Lab 1
- Introduction
- Report
- Reading MNIST Handwritten Digit Dataset
- Some basic operations on tensors
- CIFAR-10 data set
- Useful Resources
Introduction
In this lab, you will learn how to read data from different sources and prepare it for use with pytorch. You will also perform some basic operations on the data you read in order to verify that the conversion worked as intended.
Report
You are required to document your work in a report, that you should write while you work on the lab. Include all requested images, and any other graphs you deem interesting, and describe what you observe. The lab text will prompt you for specific information at times, but you are expected to fill in other text to produce a coherent document. At the end of the lab, send an email with the names and carnés of the students in the group as well as the zip file containing the lab report as a pdf, and all code you wrote to the two professors and the assistant (markus.eger.ucr@gmail.com, joseaguevara@gmail.com, diegomoraj@outlook.com) with the subject “[CI-2600]Lab 1, carné 1, carné 2”. Do not include the data sets in this zip file or email.
Reading MNIST Handwritten Digit Dataset
Your first task is to read the MNIST Handwritten Digit dataset from the binary files provided on the website. Note that the website contains an explanation of the format. Implement a function read_idx
that returns an appropriately dimensioned pytorch tensor with the data contained in the file. The header of the file will tell you how many dimensions this tensor should have, as well as the number of entries in each dimension. For example, the image training set will result in a 10000x28x28 tensor, while the training labels will result in a one-dimensional tensor with 10000 entries. The training set corresponds to the 10000 individual images, each of which has a size of 28x28.
Also implement a function save_image
that takes a two-dimensional tensor and writes it to a (black-and-white) image using the Python Image Library (PIL). To verify that your loading code works, save several (3-5) images from the training set to files, and include them in your report.
Useful python methods and functions:
-
int.from_bytes(bytes, byteorder="big", signed=True)
can be used to convert byte sequencebytes
(as read from a file) to an integer -
struct.unpack('f', bytes)
can be used to convert a byte sequencebytes
to a float value -
PIL.Image.putdata
can be used to assign pixel values to an image (note: it has to be passed a one-dimensional array/list!)
Some basic operations on tensors
Together, the training set images and labels can be used to find only the images that show a particular digit, e.g. 0. For example, the fifth image is shown below, and the fifth entry in the labels array is the integer 4.
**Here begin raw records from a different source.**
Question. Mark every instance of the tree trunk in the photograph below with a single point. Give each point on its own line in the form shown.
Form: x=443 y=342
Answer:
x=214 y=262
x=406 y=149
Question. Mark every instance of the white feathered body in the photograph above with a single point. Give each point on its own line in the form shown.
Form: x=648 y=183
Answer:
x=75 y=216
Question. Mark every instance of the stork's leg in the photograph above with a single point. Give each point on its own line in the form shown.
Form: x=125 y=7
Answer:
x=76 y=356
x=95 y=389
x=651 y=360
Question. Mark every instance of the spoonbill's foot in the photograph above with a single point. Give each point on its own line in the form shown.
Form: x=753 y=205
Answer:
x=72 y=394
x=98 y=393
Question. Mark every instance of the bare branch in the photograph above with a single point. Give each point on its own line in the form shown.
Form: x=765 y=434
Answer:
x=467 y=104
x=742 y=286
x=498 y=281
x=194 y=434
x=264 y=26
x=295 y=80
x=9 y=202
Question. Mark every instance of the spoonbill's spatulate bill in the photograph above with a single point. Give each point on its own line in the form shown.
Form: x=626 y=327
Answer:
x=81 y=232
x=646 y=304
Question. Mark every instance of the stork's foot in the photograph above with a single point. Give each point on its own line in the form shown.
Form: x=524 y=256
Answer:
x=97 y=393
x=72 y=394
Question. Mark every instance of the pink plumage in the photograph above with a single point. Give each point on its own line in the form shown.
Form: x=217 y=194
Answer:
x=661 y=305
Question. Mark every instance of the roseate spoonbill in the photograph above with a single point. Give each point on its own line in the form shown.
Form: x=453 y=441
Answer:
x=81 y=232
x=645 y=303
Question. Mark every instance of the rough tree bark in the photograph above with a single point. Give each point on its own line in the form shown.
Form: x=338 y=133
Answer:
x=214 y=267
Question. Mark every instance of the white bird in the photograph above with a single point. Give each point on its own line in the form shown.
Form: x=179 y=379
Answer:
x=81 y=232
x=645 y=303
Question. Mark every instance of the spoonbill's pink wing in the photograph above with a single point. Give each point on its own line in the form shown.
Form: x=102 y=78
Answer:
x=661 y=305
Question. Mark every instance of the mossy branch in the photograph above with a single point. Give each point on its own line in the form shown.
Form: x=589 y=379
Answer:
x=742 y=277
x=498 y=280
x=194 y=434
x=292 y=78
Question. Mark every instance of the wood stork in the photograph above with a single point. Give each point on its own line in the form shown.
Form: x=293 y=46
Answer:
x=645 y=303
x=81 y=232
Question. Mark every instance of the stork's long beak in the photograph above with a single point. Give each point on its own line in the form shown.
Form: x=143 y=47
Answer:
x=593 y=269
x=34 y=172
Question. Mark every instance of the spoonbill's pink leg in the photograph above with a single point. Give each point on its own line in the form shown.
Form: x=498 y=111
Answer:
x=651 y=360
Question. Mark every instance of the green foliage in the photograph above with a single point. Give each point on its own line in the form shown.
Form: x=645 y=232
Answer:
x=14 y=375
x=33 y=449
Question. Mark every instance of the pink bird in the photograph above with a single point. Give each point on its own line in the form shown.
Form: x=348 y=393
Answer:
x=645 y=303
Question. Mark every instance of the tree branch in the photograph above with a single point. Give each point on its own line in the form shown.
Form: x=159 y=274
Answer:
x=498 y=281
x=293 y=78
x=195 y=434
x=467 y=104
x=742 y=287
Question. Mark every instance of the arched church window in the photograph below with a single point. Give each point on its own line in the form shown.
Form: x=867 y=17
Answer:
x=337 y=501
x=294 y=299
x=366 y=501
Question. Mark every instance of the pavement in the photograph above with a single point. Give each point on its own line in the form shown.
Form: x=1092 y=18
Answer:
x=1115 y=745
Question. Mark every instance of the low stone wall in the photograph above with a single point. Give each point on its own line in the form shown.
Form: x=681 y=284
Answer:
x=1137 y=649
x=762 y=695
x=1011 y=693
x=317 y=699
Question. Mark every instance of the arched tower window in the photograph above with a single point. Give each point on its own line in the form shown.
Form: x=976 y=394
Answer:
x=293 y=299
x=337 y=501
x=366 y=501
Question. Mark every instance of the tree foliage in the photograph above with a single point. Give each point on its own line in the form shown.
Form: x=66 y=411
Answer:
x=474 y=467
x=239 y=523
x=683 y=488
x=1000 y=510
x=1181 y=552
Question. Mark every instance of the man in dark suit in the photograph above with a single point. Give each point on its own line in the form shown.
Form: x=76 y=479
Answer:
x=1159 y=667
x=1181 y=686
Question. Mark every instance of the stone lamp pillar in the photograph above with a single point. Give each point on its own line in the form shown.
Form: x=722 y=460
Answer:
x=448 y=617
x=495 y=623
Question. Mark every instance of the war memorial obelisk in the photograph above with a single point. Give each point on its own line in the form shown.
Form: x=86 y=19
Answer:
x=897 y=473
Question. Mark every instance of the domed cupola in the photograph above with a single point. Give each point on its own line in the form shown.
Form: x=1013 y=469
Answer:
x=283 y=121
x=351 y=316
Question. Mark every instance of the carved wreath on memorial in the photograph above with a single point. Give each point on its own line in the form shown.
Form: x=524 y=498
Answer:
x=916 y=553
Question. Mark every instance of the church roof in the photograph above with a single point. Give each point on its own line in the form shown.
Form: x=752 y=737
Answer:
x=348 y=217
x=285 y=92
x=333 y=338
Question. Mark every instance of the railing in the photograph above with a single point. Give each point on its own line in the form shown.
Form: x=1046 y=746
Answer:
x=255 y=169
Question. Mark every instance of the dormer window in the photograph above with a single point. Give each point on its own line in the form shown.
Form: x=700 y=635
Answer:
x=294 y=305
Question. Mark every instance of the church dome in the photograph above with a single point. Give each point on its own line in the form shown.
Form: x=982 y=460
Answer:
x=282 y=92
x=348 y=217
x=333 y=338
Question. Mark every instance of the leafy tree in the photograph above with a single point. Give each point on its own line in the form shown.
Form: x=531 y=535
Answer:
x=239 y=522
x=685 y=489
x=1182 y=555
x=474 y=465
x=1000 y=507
Write a function filter_data
that takes a tensor containing images, a tensor containing labels, and a single label, and returns a tensor containing only the images that belong to that class. Then verify that it works by saving a random image from each class.
Next, we want to get a sense of what the “average” digit looks like. Implement a function merge_images
that takes a tensor with images and a string, and applies an operation to them which depends on the string, and returns a tensor with a single image as the result. The operations you should support are “max”, “median”, and “mean”. Apply each of these operations to each class of digits individually, i.e. calculate the “average” 0, “average” 1, etc., and the same with the other two operations, and include all 30 images in a table in your report. How do you interpret these images? Do they tell you anything useful about the data?
PyTorch can also execute operations on the GPU. In order to move a tensor from the CPU to the graphics card, you just have to call the cuda
method, which will return a reference to a new tensor that is located in GPU memory (only available if the graphics card supports CUDA, which you can check with torch.cuda.is_available
). Check if there is a measurable time difference between filtering digits and performing the mean calculation on the CPU vs. on the GPU and report your results.
CIFAR-10 data set
One important consideration for a machine learning system is generalizability. So far, all our operations were done on the MNIST handwritten digits images, which are 28x28 grayscale images. Download the
CIFAR-10 data set and write a function load_cifar
that converts them, as well as their class labels into pytorch tensors. Now we have a tensor containing images, and a tensor
containing labels, and should be able to use the same functions as before. Modify the save_image
function so that it also support color images, and save one random image from each class. Then apply the mean, max, and median
operations to each class, using your filter_data
and merge_images
functions. Do the images make sense? If not, what is the problem?